The New York Times has a fantastically interesting visual representation of what people the world around are spending their money on, and how said spending relates to their neighbours. It's a tad dated (Sept 08), but still quite insightful.
What I would love to see is a similar chart showing philanthropic activity with a breakdown of what is given to who and how it shrinks/contracts during times of recession. How does this correlate to consumer spending? Do we see people in countries who typically consume less give more when their fellow citizens are struggling? Do certain donors (health care, poverty alieviation, etc) see a relative increase when things get rough? Would there be any way to leverage this information to better drive donations?
4 comments:
As you know I did a good deal of looking into such data sets a few weeks back. The overall picture seems to be that philanthropic giving tends to match overall economic decline. It does not precipitously fall, but rather adjusts to the new economic reality with relatively stable and comparable decline.
Of course that's based on data from previous periods of economic down turn, and the best data we have at this point is very short term at best.

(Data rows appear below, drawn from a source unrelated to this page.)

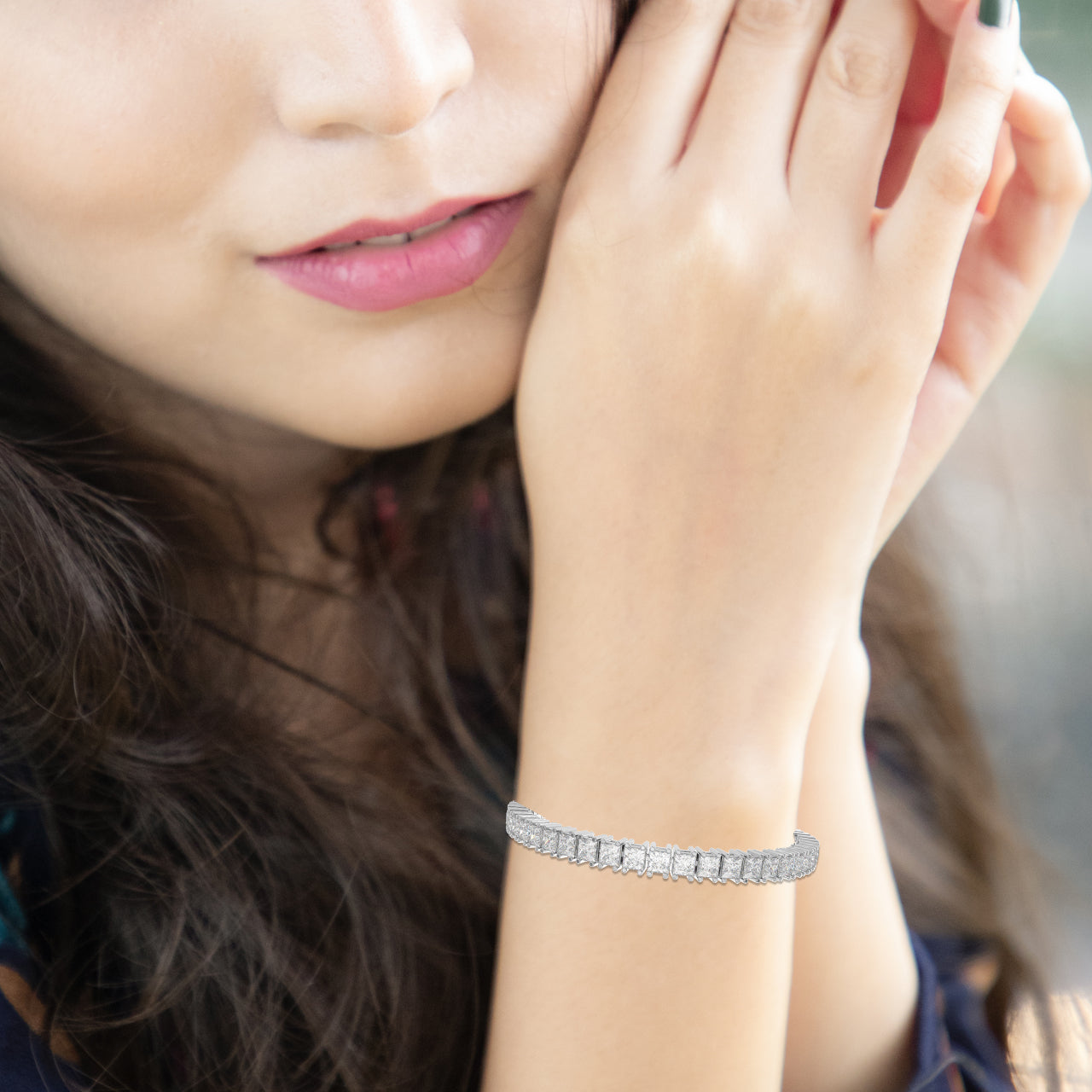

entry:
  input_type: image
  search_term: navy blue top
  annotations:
[0,781,1014,1092]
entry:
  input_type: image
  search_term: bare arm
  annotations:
[481,594,814,1092]
[784,633,918,1092]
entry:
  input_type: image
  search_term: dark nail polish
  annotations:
[979,0,1013,27]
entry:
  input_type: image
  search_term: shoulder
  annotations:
[908,931,1014,1092]
[0,808,79,1092]
[0,944,82,1092]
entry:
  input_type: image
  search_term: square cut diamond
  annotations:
[541,822,558,854]
[576,834,598,865]
[557,830,577,861]
[598,834,623,870]
[694,850,721,880]
[621,839,644,873]
[742,850,762,884]
[671,846,698,876]
[644,842,671,876]
[721,850,744,884]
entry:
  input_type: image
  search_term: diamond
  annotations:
[574,830,598,865]
[557,828,577,861]
[644,842,671,879]
[539,822,561,855]
[742,850,762,884]
[671,845,698,877]
[694,850,721,884]
[598,834,623,871]
[621,838,644,873]
[721,850,744,884]
[762,850,781,880]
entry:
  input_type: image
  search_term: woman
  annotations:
[0,0,1089,1092]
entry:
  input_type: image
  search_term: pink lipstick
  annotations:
[257,190,531,311]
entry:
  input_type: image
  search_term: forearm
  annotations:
[784,624,918,1092]
[481,585,821,1092]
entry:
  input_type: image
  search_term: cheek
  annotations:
[472,0,613,174]
[0,9,250,247]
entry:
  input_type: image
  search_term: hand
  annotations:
[874,0,1092,556]
[515,0,1018,759]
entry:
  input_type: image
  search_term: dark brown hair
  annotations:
[0,0,1074,1092]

The most stable giving is - of course - religious/religiously motivated giving.
Great post! I'm looking forward to mining this a bit more.
And Adunare, would you mind posting some articles/visuals from your research?
Yes. Sometime... it's background research for our charitable pre-budget submission. We're going to be coming out with a good deal more on this in the next little while, so you'll actually see it crop up online/in your inbox :)
Wow, that's fascinating. Thanks for posting.